India Denounces While Brussels Defends Protectionist Policies

New Delhi, January 21: | Updated: Jan 22 2003, 05:30am hrs
While Brussels on Tuesday maintained that the measures adopted under the sanitary and phyto-sanitary agreement were not a protectionist tool to prohibit Indian exports, New Delhi countered the assertion by pinpointing the danger of discriminatory action under this and the technical barriers to trade agreements. The occasion was a round table on doing business with the EU, organised in Delhi by the Federation of Indian export organisations (Fieo). It also saw senior government officials questioning the several anti-dumping and countervailing duty measures initiated by Brussels from time to time on Indian products, notably cotton bed linen. EU ambassador and head of the delegation of the European Commission Michel Caillouet told Fieo members that EU as the largest importer as also largest agricultural importer from the Third World had no intention to prohibit Indian exports. The reason why we are very careful about food standards is because our civil society demands it, he pointed out.

Noting this, R. Srinivasan, advisor to the commerce ministry, sought to drive home the point that EU had standards which were sometimes higher than those prevailing globally, specially in regard to environment. There is non-homogeneity of standards and regulations across the EU countries, he said.
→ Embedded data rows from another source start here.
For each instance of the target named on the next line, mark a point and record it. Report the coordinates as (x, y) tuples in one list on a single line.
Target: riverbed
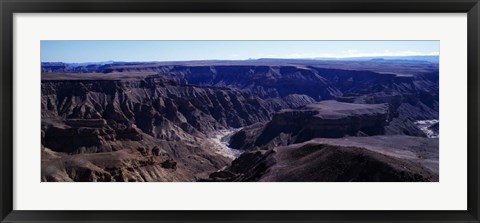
[(425, 125), (220, 143)]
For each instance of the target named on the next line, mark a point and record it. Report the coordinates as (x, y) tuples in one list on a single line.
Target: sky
[(82, 51)]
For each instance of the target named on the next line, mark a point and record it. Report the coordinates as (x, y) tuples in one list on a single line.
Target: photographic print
[(239, 111)]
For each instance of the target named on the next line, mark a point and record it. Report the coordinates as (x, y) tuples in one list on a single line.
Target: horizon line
[(262, 58)]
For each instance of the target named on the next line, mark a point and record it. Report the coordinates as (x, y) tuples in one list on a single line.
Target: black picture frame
[(9, 7)]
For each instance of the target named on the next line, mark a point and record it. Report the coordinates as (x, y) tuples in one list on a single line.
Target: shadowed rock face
[(372, 159), (325, 119)]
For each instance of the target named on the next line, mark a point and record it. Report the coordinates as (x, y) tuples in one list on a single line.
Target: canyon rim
[(239, 111)]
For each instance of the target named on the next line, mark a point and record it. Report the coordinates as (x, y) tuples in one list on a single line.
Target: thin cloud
[(353, 53)]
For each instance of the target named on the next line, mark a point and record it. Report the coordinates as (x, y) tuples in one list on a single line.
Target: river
[(425, 125)]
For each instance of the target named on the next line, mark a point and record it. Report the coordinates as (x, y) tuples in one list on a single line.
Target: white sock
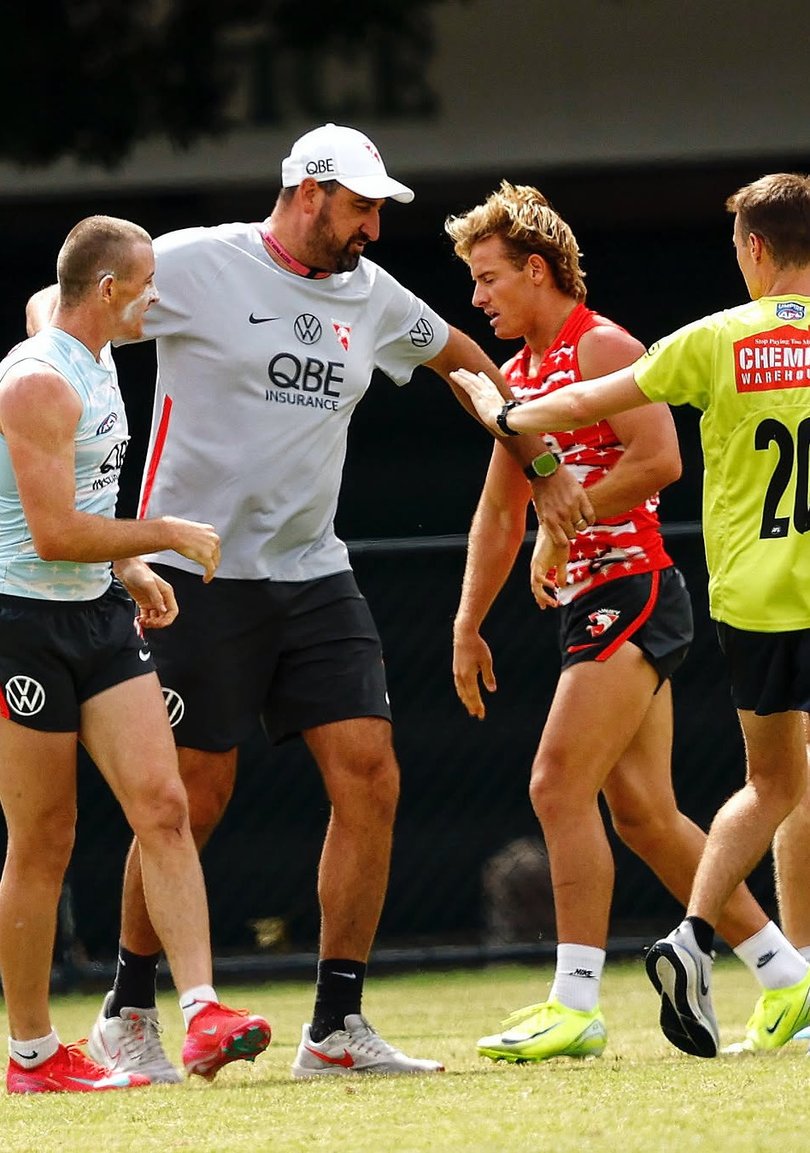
[(772, 958), (192, 1000), (577, 976), (30, 1054)]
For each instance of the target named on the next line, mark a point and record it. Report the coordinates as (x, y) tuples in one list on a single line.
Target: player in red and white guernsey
[(625, 623), (613, 547), (267, 338)]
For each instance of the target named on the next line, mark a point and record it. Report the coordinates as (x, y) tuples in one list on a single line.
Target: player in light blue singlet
[(73, 665)]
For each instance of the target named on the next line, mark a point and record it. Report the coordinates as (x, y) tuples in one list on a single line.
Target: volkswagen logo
[(422, 333), (25, 695), (308, 329), (175, 706)]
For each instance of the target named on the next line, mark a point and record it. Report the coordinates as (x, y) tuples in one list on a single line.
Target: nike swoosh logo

He said he could not comprehend the situation when the EU was expanded by addition of 10 more countries by 2004-06.

While the EU ambassador stated that India was the second beneficiary of EU scheme of generalised system of preferences (GSP), Mr Srinivasan referred to the preferential treatment meted out to Pakistan under the GSP for export of textiles which he stressed had affected India adversely.

Mr Caillouet went on to say that India had initiated more anti-dumping actions against the EU than the EU against this country. On the other hand, Mr Srinivsan pointed out that while only 0.7 per cent of EUs global imports were subjected to anti-dumping and countervailing measures, this figure in relation to Indias exports to EU stood at 3 per cent. Some of the anti-dumping actions suffered from serious procedural and technical flaws in violation of relevant WTO norms as in the case of bed linen, he further stated.

While the anti-dumping issue was a matter of concern for both the EU and India, Mr Caillouet felt that the solution had to be found in the Doha development agenda and its success at the fifth ministerial conference in Cancun (Mexico) in September would give a big push to international trade flows.

Mr Srinivasan also raised Indias serious concern over EUs policies in the farm sector. Market distortions in the form of large agricultural subsidies, tariff escalations and peaks, quotas (for sugar) had restricted market access in this area, he added.

Earlier, Fieo president Rafeeque Ahmed stated that between 1997 and 2001, India faced 31 anti-dumping and anti-subsidy investigations from the EU. The actions included traditional exports such as bed linen, besides flat rolled products, hot rolled flat products, polyester staple fibre etc.